During their first night of passionate embrace, Criseyde gifts Troilus with a brooch inset with a heart-shaped ruby, metonymically signifying her feelings for him. When the two lovers later part at the gates of Troy, Troilus gives Criseyde a tear-soaked brooch, demonstrating his sadness and ongoing affection. As her feelings shift following their separation, Criseyde passes this object on to her next lover, Diomede. When Diomede’s captured tunic is paraded in the streets of Troy, Troilus inspects the garment and his heart turns cold when he recognizes the brooch.

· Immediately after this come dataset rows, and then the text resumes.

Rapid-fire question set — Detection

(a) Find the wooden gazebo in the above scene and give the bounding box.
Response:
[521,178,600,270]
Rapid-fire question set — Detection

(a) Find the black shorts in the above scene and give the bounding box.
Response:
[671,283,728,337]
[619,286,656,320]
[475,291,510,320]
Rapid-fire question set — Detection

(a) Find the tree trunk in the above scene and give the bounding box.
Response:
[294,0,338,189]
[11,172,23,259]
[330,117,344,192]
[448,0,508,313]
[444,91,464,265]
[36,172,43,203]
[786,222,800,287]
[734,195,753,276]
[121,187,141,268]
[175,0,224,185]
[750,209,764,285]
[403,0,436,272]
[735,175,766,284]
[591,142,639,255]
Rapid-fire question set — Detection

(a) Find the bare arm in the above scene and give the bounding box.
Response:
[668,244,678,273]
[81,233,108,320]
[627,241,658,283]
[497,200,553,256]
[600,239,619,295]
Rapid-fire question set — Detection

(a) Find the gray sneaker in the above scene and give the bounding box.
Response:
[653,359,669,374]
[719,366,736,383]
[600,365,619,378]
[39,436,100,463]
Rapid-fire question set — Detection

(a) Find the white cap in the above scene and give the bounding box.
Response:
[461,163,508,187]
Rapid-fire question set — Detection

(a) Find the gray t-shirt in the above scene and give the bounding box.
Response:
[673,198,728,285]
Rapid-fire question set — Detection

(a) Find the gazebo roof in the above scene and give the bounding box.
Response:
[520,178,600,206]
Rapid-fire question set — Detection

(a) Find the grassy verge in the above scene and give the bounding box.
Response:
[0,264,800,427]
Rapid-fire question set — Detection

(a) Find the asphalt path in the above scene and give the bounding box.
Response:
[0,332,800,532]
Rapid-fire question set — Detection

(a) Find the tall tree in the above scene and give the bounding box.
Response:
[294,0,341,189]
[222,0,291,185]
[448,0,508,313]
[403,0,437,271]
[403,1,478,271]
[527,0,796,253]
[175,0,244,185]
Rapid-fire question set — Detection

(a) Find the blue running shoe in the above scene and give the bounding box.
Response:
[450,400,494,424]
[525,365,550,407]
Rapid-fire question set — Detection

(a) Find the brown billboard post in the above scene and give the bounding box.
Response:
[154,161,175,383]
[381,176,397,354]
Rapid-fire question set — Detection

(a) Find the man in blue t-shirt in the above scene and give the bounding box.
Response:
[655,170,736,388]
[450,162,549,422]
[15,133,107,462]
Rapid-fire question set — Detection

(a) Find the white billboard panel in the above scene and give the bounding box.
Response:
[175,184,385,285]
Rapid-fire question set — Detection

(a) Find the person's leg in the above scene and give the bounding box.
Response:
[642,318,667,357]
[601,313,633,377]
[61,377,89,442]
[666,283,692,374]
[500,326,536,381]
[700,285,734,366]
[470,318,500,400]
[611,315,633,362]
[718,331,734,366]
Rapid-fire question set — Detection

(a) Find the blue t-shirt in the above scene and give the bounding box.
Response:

These objects signal the true feelings of key characters as they move from one lover to the next, with significant narrative impact and emotional consequences. The second brooch performs a communicative function, informing Troilus – and the reader – of Criseyde’s change of heart. It also produces emotional effects in Troilus; his heartbreaking discovery moves him from love to sorrow to anger. This public display of Criseyde’s changed intentions further establishes her narrative selfhood and ultimate rejection of her uncle Pandarus’ sexual machinations, in which Troilus was complicit.

Removing the traditionally anthropocentric lens of the affective turn by integrating an object-oriented approach, this article will carve new territory between emotion studies and new materialisms. Within a Chaucerian context, it offers insight into the affective force of objects and how the material can symbolically extend the self, as physical gifts bring people together – or drive them apart.